Kazan makes a difference in ‘When We Were Young’

Two generations face off in off-Broadway’s “When We Were Young and Unafraid.”

The older, wiser woman is Agnes (Cherry Jones), a former military nurse who runs a B&B that doubles as a haven for battered wives. One night, 25-year-old Mary Anne (Zoe Kazan) turns up with a bloodied brow and a small suitcase, unleashing dramatic — sometimes melodramatic — events.

Playwright Sarah Treem deftly mixes psychological realism and tense genre action. Under Pam MacKinnon’s assured direction, the show often plays out like a thriller complete with double-crosses and long-buried secrets.

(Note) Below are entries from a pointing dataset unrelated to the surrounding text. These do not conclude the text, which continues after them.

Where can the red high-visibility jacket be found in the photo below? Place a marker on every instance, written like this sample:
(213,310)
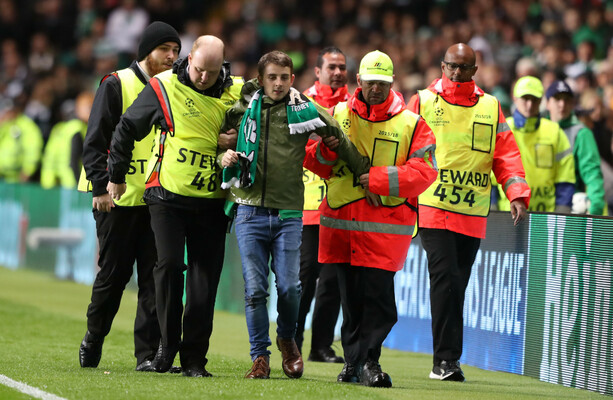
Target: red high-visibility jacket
(364,235)
(507,165)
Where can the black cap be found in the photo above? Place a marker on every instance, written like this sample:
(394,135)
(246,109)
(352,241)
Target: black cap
(155,34)
(558,87)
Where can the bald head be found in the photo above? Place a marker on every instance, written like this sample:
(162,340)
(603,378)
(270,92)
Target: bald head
(205,61)
(459,63)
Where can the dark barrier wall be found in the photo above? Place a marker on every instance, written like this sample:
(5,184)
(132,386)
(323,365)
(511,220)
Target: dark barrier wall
(538,302)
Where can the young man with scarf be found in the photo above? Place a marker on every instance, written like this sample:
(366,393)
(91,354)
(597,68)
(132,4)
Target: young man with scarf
(318,279)
(545,152)
(472,139)
(366,225)
(267,195)
(186,105)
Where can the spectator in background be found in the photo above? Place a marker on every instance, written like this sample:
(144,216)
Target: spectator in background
(21,143)
(561,103)
(545,152)
(61,164)
(315,278)
(124,27)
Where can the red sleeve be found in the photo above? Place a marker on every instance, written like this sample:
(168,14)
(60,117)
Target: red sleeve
(319,158)
(413,104)
(416,175)
(507,166)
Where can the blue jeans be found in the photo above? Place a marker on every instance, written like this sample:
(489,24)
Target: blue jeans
(262,236)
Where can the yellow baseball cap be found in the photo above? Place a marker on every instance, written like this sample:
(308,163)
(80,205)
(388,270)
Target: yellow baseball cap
(376,66)
(528,85)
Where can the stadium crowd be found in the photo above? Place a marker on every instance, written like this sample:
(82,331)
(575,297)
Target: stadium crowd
(52,50)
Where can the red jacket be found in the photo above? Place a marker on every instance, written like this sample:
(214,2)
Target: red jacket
(507,161)
(366,240)
(325,97)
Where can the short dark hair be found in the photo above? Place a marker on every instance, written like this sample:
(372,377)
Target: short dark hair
(275,57)
(327,50)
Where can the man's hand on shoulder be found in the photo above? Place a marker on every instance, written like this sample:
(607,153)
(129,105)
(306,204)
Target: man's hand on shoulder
(103,203)
(518,211)
(116,190)
(331,142)
(229,159)
(227,140)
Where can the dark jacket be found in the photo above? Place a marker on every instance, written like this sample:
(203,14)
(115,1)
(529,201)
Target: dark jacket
(104,116)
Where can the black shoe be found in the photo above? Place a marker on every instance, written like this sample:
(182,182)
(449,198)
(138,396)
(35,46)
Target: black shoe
(196,372)
(349,374)
(164,358)
(448,371)
(325,355)
(373,376)
(145,366)
(90,351)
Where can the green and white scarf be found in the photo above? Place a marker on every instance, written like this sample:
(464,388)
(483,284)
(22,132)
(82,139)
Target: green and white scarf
(302,117)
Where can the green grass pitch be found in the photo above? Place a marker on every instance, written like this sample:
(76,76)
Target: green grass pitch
(42,321)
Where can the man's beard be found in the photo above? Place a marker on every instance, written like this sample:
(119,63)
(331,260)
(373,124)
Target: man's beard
(154,67)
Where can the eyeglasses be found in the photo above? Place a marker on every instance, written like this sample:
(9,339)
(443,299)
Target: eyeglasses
(454,66)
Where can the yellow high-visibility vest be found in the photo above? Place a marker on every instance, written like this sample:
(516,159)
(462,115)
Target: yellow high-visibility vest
(131,86)
(386,143)
(465,142)
(185,158)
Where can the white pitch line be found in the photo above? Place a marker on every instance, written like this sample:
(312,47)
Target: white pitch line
(27,389)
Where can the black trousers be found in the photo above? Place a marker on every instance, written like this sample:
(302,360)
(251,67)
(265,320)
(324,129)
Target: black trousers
(450,259)
(204,232)
(369,311)
(317,280)
(125,236)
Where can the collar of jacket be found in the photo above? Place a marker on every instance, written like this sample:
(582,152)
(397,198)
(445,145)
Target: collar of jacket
(393,105)
(134,67)
(224,79)
(460,93)
(568,122)
(327,97)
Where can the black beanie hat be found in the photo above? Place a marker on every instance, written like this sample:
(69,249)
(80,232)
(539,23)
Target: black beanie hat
(155,34)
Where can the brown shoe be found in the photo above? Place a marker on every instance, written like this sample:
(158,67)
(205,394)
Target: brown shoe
(292,360)
(260,369)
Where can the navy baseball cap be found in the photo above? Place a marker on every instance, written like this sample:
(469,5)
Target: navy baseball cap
(558,87)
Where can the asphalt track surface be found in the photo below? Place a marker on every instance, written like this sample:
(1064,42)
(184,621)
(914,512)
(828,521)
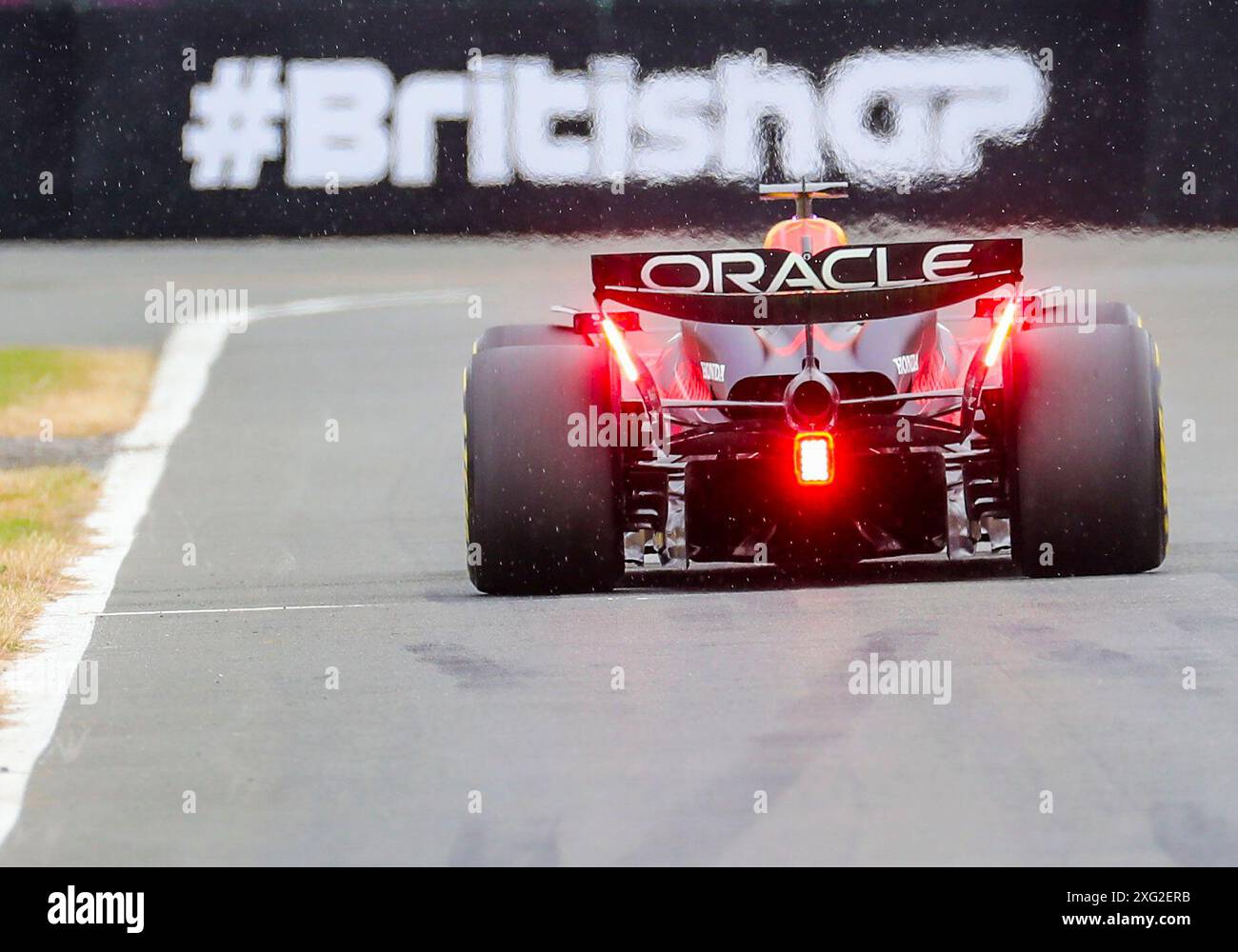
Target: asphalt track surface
(734,683)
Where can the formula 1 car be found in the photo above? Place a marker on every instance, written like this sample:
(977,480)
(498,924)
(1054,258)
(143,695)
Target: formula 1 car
(811,404)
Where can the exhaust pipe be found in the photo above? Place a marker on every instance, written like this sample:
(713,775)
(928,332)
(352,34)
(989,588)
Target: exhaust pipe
(811,400)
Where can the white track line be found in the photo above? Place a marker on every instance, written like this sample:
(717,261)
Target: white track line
(36,684)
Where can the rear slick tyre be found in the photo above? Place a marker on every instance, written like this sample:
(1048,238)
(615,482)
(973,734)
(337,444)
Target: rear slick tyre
(1086,452)
(543,515)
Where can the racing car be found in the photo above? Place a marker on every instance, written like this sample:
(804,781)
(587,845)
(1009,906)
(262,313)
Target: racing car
(811,404)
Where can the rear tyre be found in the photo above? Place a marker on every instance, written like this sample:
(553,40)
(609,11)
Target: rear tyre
(1086,450)
(544,515)
(527,336)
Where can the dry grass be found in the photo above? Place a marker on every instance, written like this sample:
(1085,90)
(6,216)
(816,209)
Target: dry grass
(81,391)
(41,531)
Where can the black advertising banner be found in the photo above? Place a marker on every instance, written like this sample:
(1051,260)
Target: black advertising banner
(572,115)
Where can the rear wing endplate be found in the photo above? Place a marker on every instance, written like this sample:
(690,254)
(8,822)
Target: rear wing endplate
(772,287)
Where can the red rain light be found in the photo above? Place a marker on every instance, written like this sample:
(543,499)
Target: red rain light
(813,458)
(1001,332)
(619,348)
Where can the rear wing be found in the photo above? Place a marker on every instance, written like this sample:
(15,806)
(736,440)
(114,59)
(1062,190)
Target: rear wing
(772,287)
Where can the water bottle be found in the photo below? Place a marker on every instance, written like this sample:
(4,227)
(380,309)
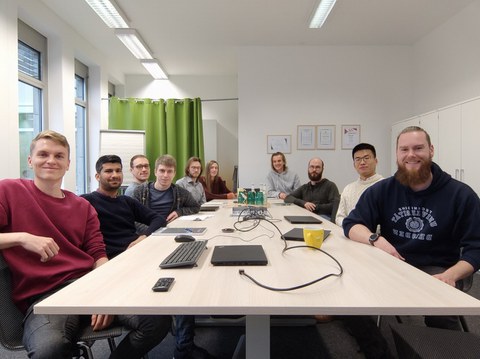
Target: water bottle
(260,197)
(251,196)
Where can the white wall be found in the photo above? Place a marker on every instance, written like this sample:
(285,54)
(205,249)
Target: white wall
(9,139)
(447,62)
(282,87)
(205,87)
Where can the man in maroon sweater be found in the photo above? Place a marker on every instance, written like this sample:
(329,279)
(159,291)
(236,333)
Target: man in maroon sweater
(49,237)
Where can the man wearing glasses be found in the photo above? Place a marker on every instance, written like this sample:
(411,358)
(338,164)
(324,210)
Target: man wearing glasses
(193,171)
(320,195)
(140,169)
(365,163)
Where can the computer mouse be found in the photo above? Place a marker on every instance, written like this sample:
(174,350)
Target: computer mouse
(184,238)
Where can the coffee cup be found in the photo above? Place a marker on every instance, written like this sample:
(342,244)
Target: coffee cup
(313,237)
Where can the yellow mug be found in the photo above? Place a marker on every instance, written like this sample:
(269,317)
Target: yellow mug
(313,237)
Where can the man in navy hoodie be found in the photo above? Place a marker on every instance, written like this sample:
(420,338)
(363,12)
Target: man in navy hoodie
(427,218)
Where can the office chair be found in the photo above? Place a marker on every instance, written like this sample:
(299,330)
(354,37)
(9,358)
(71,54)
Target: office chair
(464,285)
(11,320)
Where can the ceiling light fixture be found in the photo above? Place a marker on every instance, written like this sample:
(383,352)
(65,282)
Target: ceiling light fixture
(321,13)
(153,67)
(132,40)
(110,13)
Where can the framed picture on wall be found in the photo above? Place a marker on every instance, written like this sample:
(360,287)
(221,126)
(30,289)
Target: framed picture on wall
(326,137)
(350,136)
(306,137)
(279,143)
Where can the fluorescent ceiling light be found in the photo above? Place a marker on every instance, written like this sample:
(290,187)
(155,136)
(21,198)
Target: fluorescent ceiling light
(132,40)
(110,13)
(153,67)
(321,14)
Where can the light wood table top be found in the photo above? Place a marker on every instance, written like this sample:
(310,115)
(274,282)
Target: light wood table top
(373,281)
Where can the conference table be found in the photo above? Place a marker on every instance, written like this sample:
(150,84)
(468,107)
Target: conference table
(372,283)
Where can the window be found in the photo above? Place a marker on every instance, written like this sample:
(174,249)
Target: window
(81,76)
(32,47)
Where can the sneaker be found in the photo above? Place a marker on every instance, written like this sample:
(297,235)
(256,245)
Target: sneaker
(194,353)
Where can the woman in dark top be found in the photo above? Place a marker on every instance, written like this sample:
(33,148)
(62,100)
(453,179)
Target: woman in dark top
(214,185)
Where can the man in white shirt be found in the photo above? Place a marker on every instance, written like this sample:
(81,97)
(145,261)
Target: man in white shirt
(365,163)
(140,169)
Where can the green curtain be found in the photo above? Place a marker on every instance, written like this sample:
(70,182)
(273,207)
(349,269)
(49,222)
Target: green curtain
(171,127)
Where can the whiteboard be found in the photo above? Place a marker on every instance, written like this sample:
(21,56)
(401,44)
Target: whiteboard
(125,144)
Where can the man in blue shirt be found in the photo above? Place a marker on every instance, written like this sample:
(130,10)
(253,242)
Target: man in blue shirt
(172,201)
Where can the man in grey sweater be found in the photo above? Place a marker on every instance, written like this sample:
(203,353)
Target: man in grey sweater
(320,195)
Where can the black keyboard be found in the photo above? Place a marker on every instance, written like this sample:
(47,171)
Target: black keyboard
(185,255)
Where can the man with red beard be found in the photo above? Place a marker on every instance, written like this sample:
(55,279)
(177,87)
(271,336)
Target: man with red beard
(320,195)
(427,218)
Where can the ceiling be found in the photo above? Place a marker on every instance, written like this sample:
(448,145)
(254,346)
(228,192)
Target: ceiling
(201,37)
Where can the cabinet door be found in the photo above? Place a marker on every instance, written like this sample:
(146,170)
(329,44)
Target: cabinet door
(449,138)
(470,173)
(429,123)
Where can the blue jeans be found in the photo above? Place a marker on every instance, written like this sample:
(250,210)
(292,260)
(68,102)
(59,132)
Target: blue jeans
(54,336)
(184,332)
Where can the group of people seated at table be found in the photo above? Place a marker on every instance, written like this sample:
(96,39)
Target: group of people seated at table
(420,215)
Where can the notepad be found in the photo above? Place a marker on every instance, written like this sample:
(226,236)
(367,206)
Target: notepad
(302,219)
(173,231)
(239,255)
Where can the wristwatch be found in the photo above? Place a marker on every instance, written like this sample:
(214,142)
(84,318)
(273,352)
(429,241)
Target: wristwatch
(373,238)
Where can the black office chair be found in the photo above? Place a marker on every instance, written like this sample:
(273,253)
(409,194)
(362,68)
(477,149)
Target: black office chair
(11,329)
(464,285)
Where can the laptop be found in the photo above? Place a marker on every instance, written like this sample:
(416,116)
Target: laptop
(239,255)
(302,219)
(296,234)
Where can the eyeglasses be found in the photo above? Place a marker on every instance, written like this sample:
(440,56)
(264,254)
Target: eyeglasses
(364,158)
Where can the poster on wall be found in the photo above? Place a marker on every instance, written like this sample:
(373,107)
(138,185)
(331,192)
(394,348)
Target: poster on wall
(306,137)
(350,136)
(326,137)
(279,143)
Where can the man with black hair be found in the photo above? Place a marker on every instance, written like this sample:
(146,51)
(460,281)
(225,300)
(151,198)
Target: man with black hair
(320,195)
(193,171)
(365,163)
(118,213)
(427,219)
(140,169)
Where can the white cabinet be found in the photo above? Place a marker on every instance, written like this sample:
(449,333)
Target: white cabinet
(449,152)
(470,170)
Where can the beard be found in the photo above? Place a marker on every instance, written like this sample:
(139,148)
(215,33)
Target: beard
(313,176)
(414,178)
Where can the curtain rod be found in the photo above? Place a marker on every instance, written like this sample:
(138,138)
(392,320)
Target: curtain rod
(178,99)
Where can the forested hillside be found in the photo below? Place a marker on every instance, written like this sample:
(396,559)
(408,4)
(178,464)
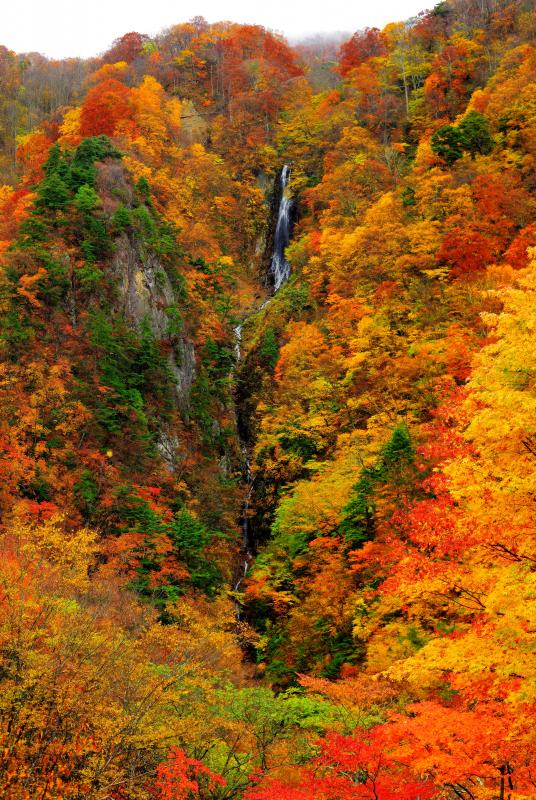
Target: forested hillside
(268,520)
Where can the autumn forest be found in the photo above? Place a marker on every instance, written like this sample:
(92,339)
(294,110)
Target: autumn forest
(268,414)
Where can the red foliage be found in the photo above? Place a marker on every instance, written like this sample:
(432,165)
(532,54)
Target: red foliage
(181,777)
(106,105)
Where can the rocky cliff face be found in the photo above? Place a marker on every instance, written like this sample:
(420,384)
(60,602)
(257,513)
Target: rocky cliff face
(145,293)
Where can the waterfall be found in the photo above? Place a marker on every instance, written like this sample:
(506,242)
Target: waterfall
(280,268)
(280,273)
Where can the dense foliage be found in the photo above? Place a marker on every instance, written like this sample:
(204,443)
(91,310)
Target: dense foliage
(381,644)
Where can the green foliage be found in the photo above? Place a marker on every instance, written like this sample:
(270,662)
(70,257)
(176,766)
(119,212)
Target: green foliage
(269,348)
(82,169)
(130,365)
(182,538)
(475,131)
(86,199)
(394,468)
(122,218)
(53,193)
(448,144)
(87,493)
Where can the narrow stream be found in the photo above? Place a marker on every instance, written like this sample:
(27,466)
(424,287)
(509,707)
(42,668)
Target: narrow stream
(279,273)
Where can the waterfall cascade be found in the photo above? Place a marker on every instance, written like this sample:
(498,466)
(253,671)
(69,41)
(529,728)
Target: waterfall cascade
(280,268)
(280,272)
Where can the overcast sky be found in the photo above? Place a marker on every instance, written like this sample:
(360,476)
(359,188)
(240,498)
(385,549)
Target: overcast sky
(59,28)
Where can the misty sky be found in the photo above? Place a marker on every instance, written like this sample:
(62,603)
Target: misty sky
(59,28)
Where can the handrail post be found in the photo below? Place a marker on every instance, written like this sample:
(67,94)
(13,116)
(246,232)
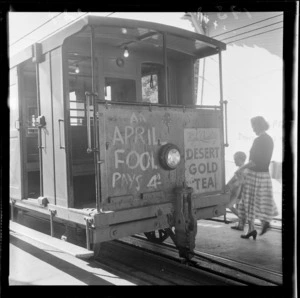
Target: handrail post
(96,136)
(165,66)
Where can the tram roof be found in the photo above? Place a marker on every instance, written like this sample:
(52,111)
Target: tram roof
(181,40)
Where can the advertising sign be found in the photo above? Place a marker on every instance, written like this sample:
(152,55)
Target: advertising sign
(203,159)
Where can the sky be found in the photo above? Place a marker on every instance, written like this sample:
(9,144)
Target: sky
(252,68)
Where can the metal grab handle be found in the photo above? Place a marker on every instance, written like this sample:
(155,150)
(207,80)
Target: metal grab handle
(59,129)
(88,120)
(225,102)
(17,124)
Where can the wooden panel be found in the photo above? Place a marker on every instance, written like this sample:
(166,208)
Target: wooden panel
(132,139)
(59,127)
(47,132)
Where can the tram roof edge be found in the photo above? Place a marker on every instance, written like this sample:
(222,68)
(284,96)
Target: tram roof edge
(56,39)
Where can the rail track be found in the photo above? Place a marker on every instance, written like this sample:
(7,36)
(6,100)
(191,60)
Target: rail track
(148,263)
(228,269)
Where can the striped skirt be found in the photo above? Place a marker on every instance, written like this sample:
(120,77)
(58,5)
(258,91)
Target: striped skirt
(257,198)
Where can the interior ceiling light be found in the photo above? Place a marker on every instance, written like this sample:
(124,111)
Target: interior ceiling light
(77,70)
(126,53)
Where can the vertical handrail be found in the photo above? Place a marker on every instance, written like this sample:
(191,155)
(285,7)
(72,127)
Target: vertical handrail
(165,66)
(88,122)
(96,136)
(59,131)
(222,102)
(225,144)
(36,59)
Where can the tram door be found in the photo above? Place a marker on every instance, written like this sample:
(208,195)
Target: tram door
(15,156)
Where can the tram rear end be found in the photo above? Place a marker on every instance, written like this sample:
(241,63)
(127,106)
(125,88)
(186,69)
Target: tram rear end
(135,153)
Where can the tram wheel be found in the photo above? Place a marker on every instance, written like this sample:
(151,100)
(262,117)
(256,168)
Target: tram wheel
(96,249)
(157,236)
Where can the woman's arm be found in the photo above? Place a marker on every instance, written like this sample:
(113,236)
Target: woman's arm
(248,165)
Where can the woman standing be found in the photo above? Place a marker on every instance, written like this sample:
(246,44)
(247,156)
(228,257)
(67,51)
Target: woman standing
(257,194)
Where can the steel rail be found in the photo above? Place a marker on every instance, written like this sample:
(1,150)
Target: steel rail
(232,265)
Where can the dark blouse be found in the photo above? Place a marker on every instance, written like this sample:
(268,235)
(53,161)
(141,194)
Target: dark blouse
(261,153)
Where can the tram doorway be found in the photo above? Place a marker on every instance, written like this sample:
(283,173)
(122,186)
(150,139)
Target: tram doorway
(29,131)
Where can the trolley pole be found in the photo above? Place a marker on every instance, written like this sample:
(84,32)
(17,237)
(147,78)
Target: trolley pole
(36,60)
(96,135)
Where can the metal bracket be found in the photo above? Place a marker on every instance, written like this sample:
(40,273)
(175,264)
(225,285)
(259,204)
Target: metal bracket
(13,203)
(52,214)
(88,223)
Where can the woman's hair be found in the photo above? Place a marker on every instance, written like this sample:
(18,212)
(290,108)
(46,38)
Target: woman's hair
(240,156)
(260,123)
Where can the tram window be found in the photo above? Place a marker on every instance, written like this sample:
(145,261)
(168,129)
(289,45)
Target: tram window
(119,89)
(152,82)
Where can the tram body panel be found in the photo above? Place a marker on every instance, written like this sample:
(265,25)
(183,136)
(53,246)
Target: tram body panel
(134,136)
(96,140)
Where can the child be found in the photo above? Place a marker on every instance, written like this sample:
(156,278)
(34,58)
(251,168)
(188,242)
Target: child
(234,186)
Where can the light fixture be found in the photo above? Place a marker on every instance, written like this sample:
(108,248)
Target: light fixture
(169,156)
(126,53)
(77,70)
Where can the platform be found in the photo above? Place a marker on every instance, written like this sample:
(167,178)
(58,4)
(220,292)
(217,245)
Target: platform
(35,263)
(67,247)
(217,238)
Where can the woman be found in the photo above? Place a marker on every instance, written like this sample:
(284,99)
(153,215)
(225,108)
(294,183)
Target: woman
(257,194)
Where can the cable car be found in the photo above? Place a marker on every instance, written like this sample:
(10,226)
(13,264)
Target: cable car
(106,134)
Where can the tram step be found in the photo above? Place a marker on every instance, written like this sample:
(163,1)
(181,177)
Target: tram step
(77,251)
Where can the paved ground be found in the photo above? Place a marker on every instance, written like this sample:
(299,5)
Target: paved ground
(34,263)
(219,239)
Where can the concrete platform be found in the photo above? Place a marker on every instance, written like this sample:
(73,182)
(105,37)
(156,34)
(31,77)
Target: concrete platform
(67,247)
(217,238)
(35,263)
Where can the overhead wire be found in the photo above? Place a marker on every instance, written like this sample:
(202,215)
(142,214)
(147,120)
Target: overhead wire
(251,30)
(255,35)
(246,25)
(43,24)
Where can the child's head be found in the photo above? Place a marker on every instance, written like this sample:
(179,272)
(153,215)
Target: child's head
(239,158)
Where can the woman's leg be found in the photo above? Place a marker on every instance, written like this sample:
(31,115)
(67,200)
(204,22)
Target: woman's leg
(234,211)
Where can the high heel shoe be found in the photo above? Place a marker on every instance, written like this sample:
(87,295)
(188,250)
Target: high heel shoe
(252,233)
(265,228)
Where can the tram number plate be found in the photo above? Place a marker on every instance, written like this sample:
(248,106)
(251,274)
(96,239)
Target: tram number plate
(153,196)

The glue holding those occasionally forced strands together is Kazan, finally making good on years of being hailed as the next big thing. Here, she’s captivating as a woman who’s learned to survive partly by presenting a different face to different people.

Mary Anne is deferential to Agnes, but with her host’s teen daughter, Penny (Morgan Saylor), she’s like a brazen older sister, smoking and advising her how to pick up boys.

And then there’s Paul (Patch Darragh), a guest at the inn. With him, Mary Anne’s a flirt, doing what she thinks is expected of her.

But not everyone in their mid-20s thinks along those lines, even in 1973, when the play is set. Take Hannah (Cherise Boothe), a radical feminist who spouts fabulous ’70s-vintage statements like
“Passivity is the minotaur every woman needs to slay in order to leave the labyrinth.”

Hannah is on her way to the promised “womynland,” a commune where, she informs Agnes, “there are no men anywhere, not even in the name.”

While Mary Anne plays by men’s rules, Hannah declines to enter their game. Yet both would agree that, with life itself in the balance, the stakes are high.